Ahora que cielos azules y luminosos, como corresponden a la estación, nos animan a ello, volvamos alegres a levantar castillos de arena. Seamos niños de nuevo bajo los destellos del sol cegador que nos mira, vamos a creernos todos esos halagos y zalamerías que los estafadores ponen en nuestros oídos, porque la cordura y la serenidad duran poco, acortan la vida y aquí nadie las quiere.

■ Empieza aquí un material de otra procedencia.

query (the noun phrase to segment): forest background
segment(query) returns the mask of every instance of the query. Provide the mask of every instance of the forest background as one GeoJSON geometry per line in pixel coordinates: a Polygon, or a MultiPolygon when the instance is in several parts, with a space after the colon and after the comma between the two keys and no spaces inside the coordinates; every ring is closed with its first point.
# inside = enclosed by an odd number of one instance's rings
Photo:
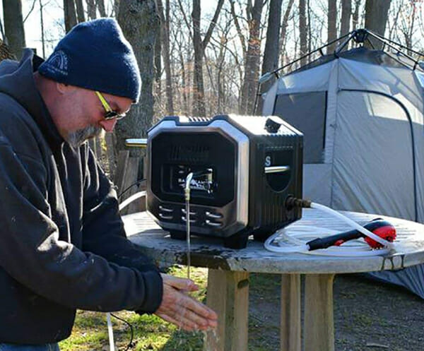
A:
{"type": "MultiPolygon", "coordinates": [[[[16,58],[24,47],[47,58],[78,23],[117,18],[143,88],[107,147],[97,141],[98,150],[110,150],[112,179],[125,138],[146,136],[165,115],[253,114],[260,76],[351,30],[367,28],[424,53],[423,0],[2,0],[1,9],[1,37],[16,58]]],[[[317,54],[331,54],[338,42],[317,54]]]]}

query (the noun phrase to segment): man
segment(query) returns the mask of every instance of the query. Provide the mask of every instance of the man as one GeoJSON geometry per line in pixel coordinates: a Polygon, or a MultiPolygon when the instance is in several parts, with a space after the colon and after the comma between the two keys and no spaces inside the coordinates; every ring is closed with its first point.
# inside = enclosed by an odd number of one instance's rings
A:
{"type": "Polygon", "coordinates": [[[117,22],[75,27],[45,62],[0,64],[0,350],[57,350],[76,309],[155,313],[186,330],[216,314],[125,237],[116,193],[84,141],[140,94],[117,22]],[[41,64],[40,64],[41,63],[41,64]]]}

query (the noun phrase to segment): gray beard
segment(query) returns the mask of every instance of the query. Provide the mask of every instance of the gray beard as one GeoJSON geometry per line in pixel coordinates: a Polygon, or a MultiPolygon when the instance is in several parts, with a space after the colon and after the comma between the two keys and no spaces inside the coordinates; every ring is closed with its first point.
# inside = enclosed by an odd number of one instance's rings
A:
{"type": "Polygon", "coordinates": [[[103,132],[103,129],[95,126],[89,126],[83,129],[69,133],[66,141],[73,148],[79,148],[84,142],[95,136],[101,135],[103,132]]]}

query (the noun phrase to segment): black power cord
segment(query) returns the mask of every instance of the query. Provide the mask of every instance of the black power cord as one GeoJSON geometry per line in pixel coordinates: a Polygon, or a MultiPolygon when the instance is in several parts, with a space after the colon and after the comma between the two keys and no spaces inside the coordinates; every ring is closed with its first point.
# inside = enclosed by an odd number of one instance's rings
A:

Hagamos que crezca una nueva selva de piedra. En nuestra alegre inconsciencia podemos soñar despiertos y pensar que esas pequeñas motas de polvo serán lujosos complejos en primera línea de costa. La construcción sobre arenas que un día fueron blancas, en espacios continuamente despojados de la protección que hubieran dado las leyes, es receta bien conocida. Toda una tradición que nos rescató de las profundidades del atraso y nos llevó a las cimas del progreso.

Bien es verdad que era un progreso muy especial, a base de cementos y gravas. Pero esta es nuestra tierra y siempre hemos hecho con ella cuanto hemos querido. Vendemos la luz, los mares y los bosques y decimos que eran solo nuestros cuando los vendimos. Pusimos a producir campos hasta reventarlos y mancillarlos. Para ello mandamos bien lejos a los agricultores que parecían habitantes de libros de cuentos, y fuimos a buscar gente más técnica, hábil y de espíritu empresarial. Crecer y crecer, marchar siempre adelante. Tener de todo, mejor, más rentable.

Entre tanta felicidad, no puede negarse que a veces nubecillas de preocupación oscurecen el cielo. Lluvias y danas nos hablan de paisajes deteriorados y degradados que sucumben ante las aguas, pero pronto lo olvidamos. Nos gusta olvidar, o más sencillamente, nos gusta ignorar. Somos grandes ignorantes cuando, buscando protección frente a la enfermedad, después de haber estado encerrarnos con nosotros mismos durante meses, jurábamos con poca sinceridad que abandonaríamos vicios y maldades para llevar una vida plena; cuando después de haber contemplado colas del hambre, proclamábamos nuestra intención de pensar solo en lo importante y noble.

Y después, ridículos contumaces, retomábamos el viejo sendero del error, de la nueva y humillante recaída en un mal hábito que creíamos haber dejado atrás. Pero no, hoy y siempre somos los mismos todos los días del mundo. Los amantes del negocio fácil, de los casinos, de naturalezas esquilmadas, del sálvese quien pueda; reyes del ladrillo. Eternos constructores, que preparamos para nuestros hijos una penosa herencia de granos de arena.